Convergence insufficiency (CI) is a common visual disorder that is characterized by great difficulty maintaining binocular eye alignment when looking at something close up (such as a book or a writing assignment). This landmark study, funded by the National Eye Institute, provides strong evidence that office-based vision therapy is the most effective treatment for CI. Treatment success can and should be measured 2 ways: objectively (looking at changes in measurements used in the diagnosis of CI) and subjectively (looking at changes in symptomology associated with CI).
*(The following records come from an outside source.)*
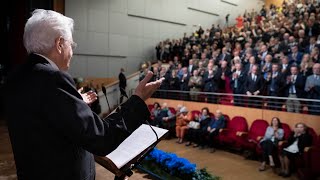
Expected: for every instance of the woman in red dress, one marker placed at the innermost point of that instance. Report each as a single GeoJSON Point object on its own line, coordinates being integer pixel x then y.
{"type": "Point", "coordinates": [239, 20]}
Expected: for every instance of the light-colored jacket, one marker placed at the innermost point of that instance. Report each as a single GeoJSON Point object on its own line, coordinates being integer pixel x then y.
{"type": "Point", "coordinates": [269, 135]}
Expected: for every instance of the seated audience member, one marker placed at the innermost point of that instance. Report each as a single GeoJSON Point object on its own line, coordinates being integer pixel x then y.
{"type": "Point", "coordinates": [170, 124]}
{"type": "Point", "coordinates": [193, 135]}
{"type": "Point", "coordinates": [195, 85]}
{"type": "Point", "coordinates": [163, 116]}
{"type": "Point", "coordinates": [294, 89]}
{"type": "Point", "coordinates": [155, 110]}
{"type": "Point", "coordinates": [237, 83]}
{"type": "Point", "coordinates": [213, 130]}
{"type": "Point", "coordinates": [274, 85]}
{"type": "Point", "coordinates": [269, 142]}
{"type": "Point", "coordinates": [182, 124]}
{"type": "Point", "coordinates": [306, 66]}
{"type": "Point", "coordinates": [312, 88]}
{"type": "Point", "coordinates": [253, 86]}
{"type": "Point", "coordinates": [297, 141]}
{"type": "Point", "coordinates": [173, 84]}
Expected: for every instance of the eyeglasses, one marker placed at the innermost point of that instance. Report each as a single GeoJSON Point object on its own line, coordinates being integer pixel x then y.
{"type": "Point", "coordinates": [72, 44]}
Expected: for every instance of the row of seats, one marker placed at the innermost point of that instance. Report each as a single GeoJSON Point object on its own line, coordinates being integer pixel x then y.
{"type": "Point", "coordinates": [238, 135]}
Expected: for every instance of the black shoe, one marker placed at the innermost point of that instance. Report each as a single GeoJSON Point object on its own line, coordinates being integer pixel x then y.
{"type": "Point", "coordinates": [285, 175]}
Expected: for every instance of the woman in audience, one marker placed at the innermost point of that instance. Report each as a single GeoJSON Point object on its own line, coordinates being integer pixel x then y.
{"type": "Point", "coordinates": [193, 135]}
{"type": "Point", "coordinates": [195, 85]}
{"type": "Point", "coordinates": [269, 142]}
{"type": "Point", "coordinates": [306, 66]}
{"type": "Point", "coordinates": [155, 110]}
{"type": "Point", "coordinates": [298, 140]}
{"type": "Point", "coordinates": [212, 130]}
{"type": "Point", "coordinates": [182, 124]}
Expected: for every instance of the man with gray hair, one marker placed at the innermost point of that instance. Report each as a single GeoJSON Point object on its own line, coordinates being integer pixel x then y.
{"type": "Point", "coordinates": [53, 131]}
{"type": "Point", "coordinates": [312, 87]}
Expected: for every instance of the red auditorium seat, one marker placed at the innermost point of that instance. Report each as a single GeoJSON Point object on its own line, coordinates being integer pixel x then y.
{"type": "Point", "coordinates": [257, 130]}
{"type": "Point", "coordinates": [287, 131]}
{"type": "Point", "coordinates": [228, 136]}
{"type": "Point", "coordinates": [150, 107]}
{"type": "Point", "coordinates": [194, 113]}
{"type": "Point", "coordinates": [312, 163]}
{"type": "Point", "coordinates": [172, 110]}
The Convergence Insufficiency Symptom Survey (CISS) was developed to quantify the frequency and severity of symptoms reported by patients with CI. The 15 symptoms on the CISS can be divided into 2 categories: performance- related and eye-related. There are 6 performance-related symptoms evaluating visual efficiency when reading and/or performing near work:

  • Loss of place
  • Loss of concentration
  • Having to re-read
  • Reading slowly
  • Trouble remembering what you read
  • Getting sleepy when reading

The 9 eye-related symptoms include blur, headaches, double vision, tired, sore, uncomfortable eyes, words that move and jump, and pulling sensations around the eyes.

This study evaluated the symptomology of children with Convergence Insufficiency before and after optometric vision therapy. Before vision therapy, the six most frequently reported symptoms were the six performance -related items. Fifty percent of all the children in the study responded “fairly often or always” when asked if they lose their place when reading. Similarly, 45% of the children reported loss of concentration and having to re-read; 40% read slowly; 38% have trouble remembering what they read; and 37% get sleepy when they read.

Children with parent-reported ADHD (attention-deficit hyperactivity disorder) had significantly higher symptom scores on the CISS and the higher score was almost entirely attributed to an increase in the frequency and severity of these performance-related symptoms.

The good news is that ALL the children who responded to treatment reported a decrease in ALL their symptoms. And while this study did not look at academic performance, the authors do note this relationship when they state: “the treatment of symptomatic CI may have a positive impact on reading performance and attention.”

What is the take home message? If your child has a convergence insufficiency, it is important to consider both eye-related and performance-related symptoms. Your child may not be complaining of blurred or double vision, but they still might have performance-related symptoms. Loss of place, re-reading, poor reading comprehension, slow reading, sleepiness, poor concentration….. am I describing your child’s symptoms? Have you considered a vision problem as a possible explanation?